NHC SF Member Blog: Reflecting on HIV/AIDS Awareness Month as a Shelter Health Educator
Hi! My name is Anjalie Gowda (she/her) and I was born and raised in Ellicott City, Maryland. I graduated from the University of Maryland, College Park in 2024 with a Bachelor's in Public Health Science, and a drive to make a difference in reproductive health. I am grateful for the opportunity to put public health into practice as the Shelter Health Educator for the San Francisco Department of Public Health Whole Person Integrated Care. Alongside SFDPH's Shelter Health team, I am focused on STI prevention and education in shelter communities.
December marks HIV/AIDS Awareness Month–a time to acknowledge the progress made in fighting the epidemic, as well as the work still ahead. San Francisco has been at the heart of the HIV/AIDS crisis since 1981 when the city saw one of the earliest and most devastating outbreaks. This epidemic initially affected the LGBTQ+ community and later spread more widely, deeply impacting marginalized populations, including those experiencing homelessness. Decades later, San Francisco is now a leading city in the fight against HIV/AIDS, thanks to aggressive efforts in prevention, treatment, and community support. Nonetheless, people experiencing homelessness remain at high risk for HIV due to factors such as limited access to healthcare, substance use, and mental health challenges. Today, programs like PrEP (Pre-Exposure Prophylaxis) and preventative testing are accessible, though many individuals in shelters continue to face barriers preventing them from benefiting fully from these advances. My role as a health educator allows me to connect these individuals with educational resources and testing so they can be in the driver's seat of their health.

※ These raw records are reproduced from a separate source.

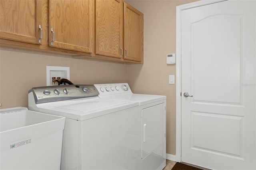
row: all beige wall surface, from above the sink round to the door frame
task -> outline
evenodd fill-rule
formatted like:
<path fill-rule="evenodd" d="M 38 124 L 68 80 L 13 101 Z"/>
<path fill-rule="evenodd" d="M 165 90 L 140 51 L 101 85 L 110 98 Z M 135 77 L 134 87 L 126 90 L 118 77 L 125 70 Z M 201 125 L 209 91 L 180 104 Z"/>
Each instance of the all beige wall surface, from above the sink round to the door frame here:
<path fill-rule="evenodd" d="M 176 53 L 176 6 L 194 1 L 124 0 L 144 14 L 144 64 L 75 59 L 71 53 L 1 43 L 0 109 L 28 107 L 28 91 L 46 86 L 46 66 L 69 67 L 74 84 L 128 83 L 133 93 L 166 96 L 166 153 L 175 160 L 176 84 L 169 84 L 169 75 L 175 81 L 176 64 L 167 64 L 166 55 Z"/>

I have had the opportunity to help organize pop-up STI testing and prevention workshops in shelters. Our Shelter Health team distributes safe sex supplies and offers free testing to our shelter residents. Working directly with residents, I’ve seen how education can make a difference. For instance, the nurse team and I connected with a patient who was given the antibiotic Doxycycline to treat an STI, but was unaware of how to take it. After taking it on an empty stomach, they felt extremely nauseous and experienced vomiting, all of which could have been avoided with solid patient education. Seeing this, I was inspired to create handouts containing information on specific medications. I hand these fliers to patients when they are prescribed medication or when they come to the clinic with specific questions about a medication's use.
Many residents come from backgrounds that make it difficult to prioritize healthcare, so I've learned it is also important not to overwhelm patients with information. I've experimented with sharing educational information in the way that is clearest and most beneficial for the patient, rather than what I think is best. Furthermore, many misconceptions surrounding STIs make it difficult for individuals to seek treatment or cause unnecessary anxiety. Speaking with patients, there needs to be more clarity about how STIs are transmitted that can be addressed by meeting patients where they are and acting as a channel to provide information that patients can use to feel in control of their health.
The community has shown me that while data and programs are crucial, genuine human connection often makes the biggest impact. Being present and listening actively is imperative to offer individualized, empathetic care. These experiences remind me that building trust is the foundation of effective health education. HIV/AIDS Awareness Month is a reminder of the work still ahead, but it’s also a celebration of the strength and resilience within our communities.